A block diagram of the Layer 3 encoder algorithm is show in the following diagram:
These blocks are described below.
Filter bank
The filter bank used in MPEG Layer-3 is a hybrid filter bank which consists of a polyphase filter bank and a Modified Discrete Cosine Transform (MDCT). This hybrid form was chosen for reasons of providing the same frame sizes as in Layer-1 and Layer-2.
Perceptual Model
The perceptual model mainly determines the quality of a given encoder implementation. It uses either a separate filter bank or combines the calculation of energy values (for the masking calculations) and the main filter bank. The output of the perceptual model consists of values for the masking threshold or the allowed noise for each coder partition. If the quantization noise can be kept below the masking threshold, then the compression results should be indistinguishable from the original signal.
Joint Stereo
Joint stereo coding takes advantage of the fact that both channels of a stereo channel pair contain far the same information. These stereophonic irrelevancies and redundancies are exploited to reduce the total bitrate. Joint stereo is used in cases where only low bitrates are available but stereo signals are desired.
Quantization and Coding
A system of two nested iteration loops is the common solution for quantization and coding in a Layer-3 encoder.
Quantization is done via a power-law quantizer. In this way, larger values are automatically coded with less accuracy and some noise shaping is already built into the quantization process.
The quantized values are coded by Huffman coding. As a specific method for entropy coding, Huffman coding is lossless. This is called noiseless coding because no noise is added to the audio signal.
The process to find the optimum gain and scalefactors for a given block, bit-rate and output from the perceptual model is usually done by two nested iteration loops in an analysis-by-synthesis way:
Inner iteration loop (rate loop)
The Huffman code tables assign shorter code words to (more frequent) smaller quantized values. If the number of bits resulting from the coding operation exceeds the number of bits available to code a given block of data, this can be corrected by adjusting the global gain to result in a larger quantization step size, leading to smaller quantized values. This operation is repeated with different quantization step sizes until the resulting bit demand for Huffman coding is small enough. The loop is called rate loop because it modifies the overall coder rate until it is small enough.
Outer iteration loop (noise control/distortion loop)
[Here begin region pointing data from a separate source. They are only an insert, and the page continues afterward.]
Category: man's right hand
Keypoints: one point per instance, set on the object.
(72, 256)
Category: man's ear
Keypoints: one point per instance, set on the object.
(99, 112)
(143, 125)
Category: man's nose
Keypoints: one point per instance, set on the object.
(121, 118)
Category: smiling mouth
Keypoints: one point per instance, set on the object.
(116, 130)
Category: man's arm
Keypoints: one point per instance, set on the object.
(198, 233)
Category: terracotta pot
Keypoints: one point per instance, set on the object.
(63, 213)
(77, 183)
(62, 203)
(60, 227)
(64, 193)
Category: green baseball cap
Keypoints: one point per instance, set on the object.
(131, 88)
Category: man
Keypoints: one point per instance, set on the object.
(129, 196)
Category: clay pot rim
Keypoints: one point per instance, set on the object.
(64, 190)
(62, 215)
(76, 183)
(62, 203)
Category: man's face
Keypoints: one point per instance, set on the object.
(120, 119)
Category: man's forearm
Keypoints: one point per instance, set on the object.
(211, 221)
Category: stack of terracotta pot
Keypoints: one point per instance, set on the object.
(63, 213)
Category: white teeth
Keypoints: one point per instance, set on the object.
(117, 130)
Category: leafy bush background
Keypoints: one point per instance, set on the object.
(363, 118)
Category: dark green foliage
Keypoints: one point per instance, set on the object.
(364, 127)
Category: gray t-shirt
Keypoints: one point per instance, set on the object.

To shape the quantization noise according to the masking threshold, scalefactors are applied to each scalefactor band. The systems starts with a default factor of 1.0 for each band. If the quantization noise in a given band is found to exceed the masking threshold (allowed noise) as supplied by the perceptual model, the scalefactor for this band is adjusted to reduce the quantization noise. Since achieving a smaller quantization noise requires a larger number of quantization steps and thus a higher bitrate, the rate adjustment loop has to be repeated every time new scalefactors are used. In other words, the rate loop is nested within the noise control loop. The outer (noise control) loop is executed until the actual noise (computed from the difference of the original spectral values minus the quantized spectral values) is below the masking threshold for every scalefactor band (i.e. critical band).